As the steamboat paused a short time at the village, I took occasion to stroll about the place. Most of the houses were in the French taste, with casements and rickety verandas, but most of them in flimsy and ruinous condition. All the wagons, plows, and other utensils about the place were of ancient and inconvenient Gallic construction, such as had been brought from France in the primitive days of the colony. The very looks of the people reminded me of the villages of France.
From one of the houses came the hum of a spinning wheel, accompanied by a scrap of an old French chanson, which I have heard many a time among the peasantry of Languedoc, doubtless a traditional song, brought over by the first French emigrants, and handed down from generation to generation.
Half a dozen young lasses emerged from the adjacent dwellings, reminding me, by their light step and gay costume, of scenes in ancient France, where taste in dress comes natural to every class of females. The trim bodice and covered petticoat, and little apron, with its pockets to receive the hands when in an attitude for conversation; the colored kerchief wound tastefully round the head, with a coquettish knot perking above one ear; and the neat slipper and tight drawn stocking with its braid of narrow ribbon embracing the ankle where it peeps from its mysterious curtain. It is from this ambush that Cupid sends his most inciting arrows.
While I was musing upon the recollections thus accidentally summoned up, I heard the sound of a fiddle from the mansion of Compere Martin, the signal, no doubt, for a joyous gathering. I was disposed to turn my steps thither, and witness the festivities of one of the very few villages I had met with in my wide tour that was yet poor enough to be merry; but the bell of the steamboat summoned me to re-embark.
As we swept away from the shore, I cast back a wistful eye upon the moss-grown roofs and ancient elms of the village, and prayed that the inhabitants might long retain their happy ignorance, their absence of all enterprise and improvement, their respect for the fiddle, and their contempt for the almighty dollar. [Footnote: This phrase, used for the first time in this sketch, has since passed into current circulation, and by some has been questioned as savoring I fear, however, my prayer is of irreverence. The author, therefore, owes it to his orthodoxy to declare that no irreverence was intended even to the dollar itself; which he is aware is daily becoming more and more an object of worship.] I fear, however, my prayer is doomed to be of no avail. In a little while the steamboat whirled me to an American town, just springing into bustling and prosperous existence.
The surrounding forest had been laid out in town lots; frames of wooden buildings were rising from among stumps and burned trees. The place already boasted a court-house, a jail, and two banks, all built of pine boards, on the model of Grecian temples. There were rival hotels, rival churches, and rival newspapers; together with the usual number of judges, and generals, and governors; not to speak of doctors by the dozen, and lawyers by the score.
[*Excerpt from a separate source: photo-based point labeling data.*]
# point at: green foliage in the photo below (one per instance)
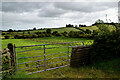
(48, 31)
(106, 46)
(7, 37)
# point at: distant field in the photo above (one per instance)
(91, 28)
(110, 27)
(67, 29)
(36, 41)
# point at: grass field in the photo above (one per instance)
(97, 70)
(26, 42)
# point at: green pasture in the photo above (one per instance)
(98, 70)
(26, 42)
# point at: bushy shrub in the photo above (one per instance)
(7, 37)
(88, 31)
(106, 46)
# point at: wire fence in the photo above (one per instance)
(43, 57)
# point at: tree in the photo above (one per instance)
(48, 31)
(34, 28)
(99, 21)
(10, 30)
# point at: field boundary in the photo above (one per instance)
(44, 55)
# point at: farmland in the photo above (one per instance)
(101, 70)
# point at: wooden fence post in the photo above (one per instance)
(44, 59)
(10, 47)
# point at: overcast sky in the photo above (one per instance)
(26, 15)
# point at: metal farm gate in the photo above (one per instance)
(43, 57)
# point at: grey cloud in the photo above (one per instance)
(51, 11)
(85, 6)
(20, 7)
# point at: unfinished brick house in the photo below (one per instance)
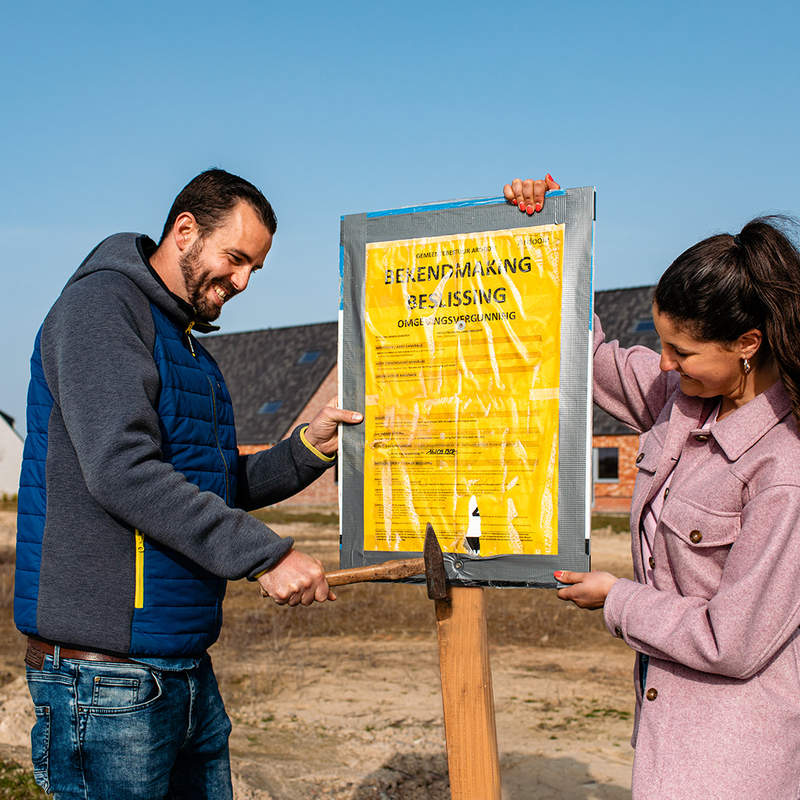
(281, 377)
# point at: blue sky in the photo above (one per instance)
(683, 115)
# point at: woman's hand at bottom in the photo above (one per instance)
(586, 589)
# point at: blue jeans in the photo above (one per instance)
(108, 731)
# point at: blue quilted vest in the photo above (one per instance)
(177, 605)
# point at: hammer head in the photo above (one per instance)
(435, 575)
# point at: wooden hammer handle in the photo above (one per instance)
(388, 570)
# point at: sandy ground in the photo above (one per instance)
(360, 717)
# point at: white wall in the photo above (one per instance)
(10, 458)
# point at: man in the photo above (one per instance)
(133, 506)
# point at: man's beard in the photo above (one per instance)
(197, 282)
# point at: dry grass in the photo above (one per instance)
(515, 616)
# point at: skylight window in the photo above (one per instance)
(309, 357)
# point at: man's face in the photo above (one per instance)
(218, 266)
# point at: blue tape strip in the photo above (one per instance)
(341, 277)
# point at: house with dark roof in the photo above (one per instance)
(278, 378)
(281, 377)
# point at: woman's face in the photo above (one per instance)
(707, 369)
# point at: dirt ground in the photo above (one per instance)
(342, 701)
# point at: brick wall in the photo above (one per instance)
(617, 496)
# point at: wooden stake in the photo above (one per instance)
(467, 697)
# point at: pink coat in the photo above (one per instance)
(720, 716)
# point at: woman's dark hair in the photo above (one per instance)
(727, 285)
(210, 197)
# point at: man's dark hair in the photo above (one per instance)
(211, 196)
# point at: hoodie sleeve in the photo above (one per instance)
(97, 354)
(269, 476)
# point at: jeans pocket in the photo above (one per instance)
(119, 691)
(40, 747)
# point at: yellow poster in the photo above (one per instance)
(462, 389)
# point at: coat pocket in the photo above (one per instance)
(698, 527)
(697, 541)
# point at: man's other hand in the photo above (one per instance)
(297, 579)
(323, 431)
(528, 195)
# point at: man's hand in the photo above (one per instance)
(323, 431)
(588, 589)
(297, 579)
(528, 195)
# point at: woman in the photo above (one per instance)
(715, 607)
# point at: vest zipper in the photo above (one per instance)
(138, 597)
(216, 436)
(188, 333)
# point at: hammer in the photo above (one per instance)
(431, 563)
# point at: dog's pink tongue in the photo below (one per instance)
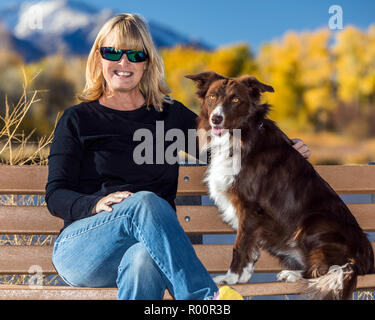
(217, 131)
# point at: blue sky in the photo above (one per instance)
(221, 22)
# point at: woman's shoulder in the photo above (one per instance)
(78, 110)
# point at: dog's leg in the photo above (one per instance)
(245, 255)
(289, 275)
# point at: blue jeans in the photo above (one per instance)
(139, 247)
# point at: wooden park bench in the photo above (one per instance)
(195, 219)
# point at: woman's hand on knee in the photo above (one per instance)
(104, 204)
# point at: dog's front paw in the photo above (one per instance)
(228, 278)
(289, 275)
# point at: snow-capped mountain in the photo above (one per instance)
(39, 28)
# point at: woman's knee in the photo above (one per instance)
(138, 261)
(146, 202)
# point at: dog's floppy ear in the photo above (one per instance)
(203, 81)
(253, 83)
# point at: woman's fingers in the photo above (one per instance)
(106, 202)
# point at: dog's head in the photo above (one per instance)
(229, 103)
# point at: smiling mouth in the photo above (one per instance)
(123, 74)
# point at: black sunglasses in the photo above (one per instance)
(113, 54)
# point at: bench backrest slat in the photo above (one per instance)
(215, 257)
(343, 178)
(194, 219)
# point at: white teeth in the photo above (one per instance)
(120, 73)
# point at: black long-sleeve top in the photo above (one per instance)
(92, 150)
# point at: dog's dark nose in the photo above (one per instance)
(217, 119)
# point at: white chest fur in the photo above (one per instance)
(220, 177)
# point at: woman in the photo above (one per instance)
(120, 225)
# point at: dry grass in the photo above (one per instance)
(16, 148)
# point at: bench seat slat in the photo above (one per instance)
(23, 292)
(194, 219)
(343, 178)
(216, 259)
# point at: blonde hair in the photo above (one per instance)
(130, 31)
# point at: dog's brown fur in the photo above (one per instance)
(282, 203)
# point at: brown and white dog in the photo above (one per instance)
(275, 199)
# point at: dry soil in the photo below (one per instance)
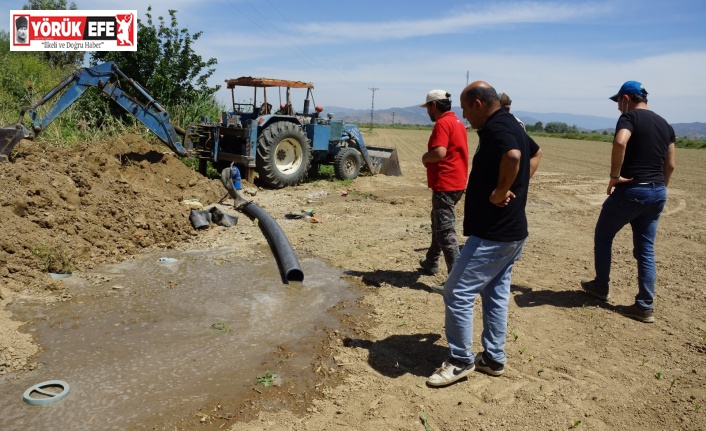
(572, 362)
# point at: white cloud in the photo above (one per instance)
(469, 20)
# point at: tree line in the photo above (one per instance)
(165, 64)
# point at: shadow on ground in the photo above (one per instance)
(397, 355)
(401, 279)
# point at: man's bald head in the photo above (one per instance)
(479, 101)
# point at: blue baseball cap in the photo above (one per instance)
(630, 87)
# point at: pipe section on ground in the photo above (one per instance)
(287, 261)
(289, 266)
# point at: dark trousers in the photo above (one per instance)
(443, 227)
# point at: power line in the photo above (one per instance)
(372, 106)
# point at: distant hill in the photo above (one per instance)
(417, 115)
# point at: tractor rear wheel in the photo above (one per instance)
(283, 155)
(347, 164)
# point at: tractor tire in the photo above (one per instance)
(283, 155)
(346, 164)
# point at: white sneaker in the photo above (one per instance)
(450, 371)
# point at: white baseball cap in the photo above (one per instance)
(434, 95)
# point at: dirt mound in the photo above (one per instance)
(91, 204)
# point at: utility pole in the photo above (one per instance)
(372, 106)
(466, 86)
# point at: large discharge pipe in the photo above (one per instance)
(289, 266)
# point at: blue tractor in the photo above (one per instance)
(281, 145)
(111, 81)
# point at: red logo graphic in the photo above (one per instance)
(125, 36)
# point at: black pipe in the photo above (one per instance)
(284, 253)
(289, 266)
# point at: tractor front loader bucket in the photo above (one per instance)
(9, 137)
(383, 160)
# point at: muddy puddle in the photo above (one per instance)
(147, 342)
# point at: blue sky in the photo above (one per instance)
(549, 56)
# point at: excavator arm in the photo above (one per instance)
(151, 113)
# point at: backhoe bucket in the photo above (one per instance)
(384, 161)
(9, 137)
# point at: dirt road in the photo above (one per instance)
(573, 362)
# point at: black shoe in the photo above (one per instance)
(429, 269)
(488, 366)
(437, 288)
(590, 287)
(635, 312)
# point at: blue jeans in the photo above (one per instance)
(640, 205)
(485, 268)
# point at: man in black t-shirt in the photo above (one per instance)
(642, 162)
(496, 226)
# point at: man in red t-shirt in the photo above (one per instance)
(446, 161)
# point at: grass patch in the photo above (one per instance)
(54, 258)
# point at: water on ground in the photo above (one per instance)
(151, 339)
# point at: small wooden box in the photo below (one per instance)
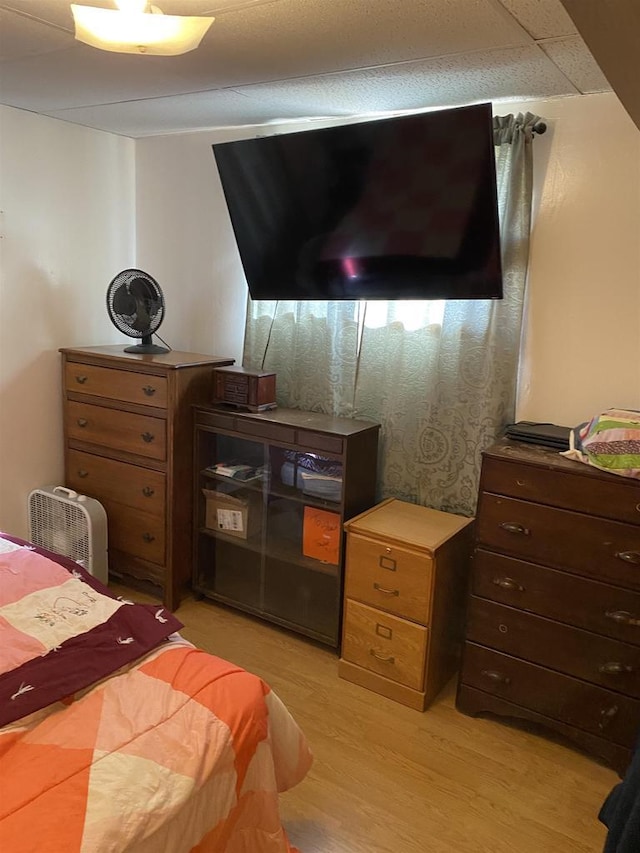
(249, 390)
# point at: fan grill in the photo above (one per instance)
(59, 527)
(135, 303)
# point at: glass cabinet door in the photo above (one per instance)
(303, 552)
(230, 534)
(273, 491)
(270, 531)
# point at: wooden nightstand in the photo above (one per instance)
(405, 584)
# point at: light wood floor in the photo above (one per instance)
(388, 779)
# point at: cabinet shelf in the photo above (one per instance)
(268, 565)
(275, 489)
(278, 550)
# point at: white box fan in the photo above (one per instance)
(74, 525)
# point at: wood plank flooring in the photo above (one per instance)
(388, 779)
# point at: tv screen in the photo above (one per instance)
(398, 208)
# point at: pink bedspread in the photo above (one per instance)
(178, 751)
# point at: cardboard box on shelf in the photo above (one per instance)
(321, 535)
(238, 515)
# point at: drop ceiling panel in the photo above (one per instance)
(541, 18)
(265, 60)
(500, 74)
(292, 40)
(411, 86)
(223, 108)
(25, 37)
(573, 58)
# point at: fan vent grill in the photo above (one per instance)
(60, 527)
(73, 525)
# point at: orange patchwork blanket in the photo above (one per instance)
(177, 751)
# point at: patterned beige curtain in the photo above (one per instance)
(441, 377)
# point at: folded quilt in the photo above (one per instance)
(182, 752)
(61, 630)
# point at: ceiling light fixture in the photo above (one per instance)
(138, 27)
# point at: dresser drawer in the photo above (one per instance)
(605, 496)
(595, 547)
(107, 479)
(389, 577)
(597, 607)
(385, 644)
(139, 434)
(600, 660)
(135, 532)
(124, 385)
(585, 706)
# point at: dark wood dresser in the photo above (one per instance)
(129, 443)
(553, 619)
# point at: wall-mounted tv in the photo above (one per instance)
(397, 208)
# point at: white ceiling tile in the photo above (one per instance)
(29, 37)
(515, 73)
(572, 57)
(541, 18)
(176, 114)
(269, 60)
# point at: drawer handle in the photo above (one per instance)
(622, 617)
(615, 668)
(607, 716)
(386, 591)
(380, 657)
(508, 583)
(513, 527)
(629, 557)
(495, 676)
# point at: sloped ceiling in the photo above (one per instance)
(271, 60)
(611, 31)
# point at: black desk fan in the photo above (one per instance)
(136, 307)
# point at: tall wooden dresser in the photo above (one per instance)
(129, 444)
(406, 577)
(553, 621)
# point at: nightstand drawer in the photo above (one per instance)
(385, 644)
(614, 499)
(389, 577)
(135, 532)
(107, 479)
(124, 385)
(596, 547)
(139, 434)
(585, 706)
(577, 601)
(599, 660)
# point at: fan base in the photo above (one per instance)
(147, 349)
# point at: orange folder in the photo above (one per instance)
(321, 535)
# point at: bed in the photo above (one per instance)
(116, 734)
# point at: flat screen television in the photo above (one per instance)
(397, 208)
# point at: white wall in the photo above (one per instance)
(581, 350)
(73, 200)
(582, 340)
(68, 202)
(186, 242)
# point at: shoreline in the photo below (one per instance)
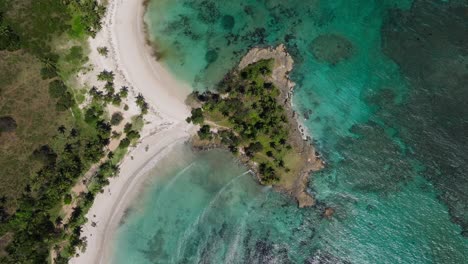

The place, I was told, was in an astonishing career of improvement, with a canal and two railroads in embryo. Lots doubled in price every week; everybody was speculating in land; everybody was rich; and everybody was growing richer. The community, however, was torn to pieces by new doctrines in religion and in political economy; there were camp meetings, and agrarian meetings; and an election was at hand, which, it was expected, would throw the whole country into a paroxysm.
Alas! with such an enterprising neighbor, what is to become of the poor little Creole village!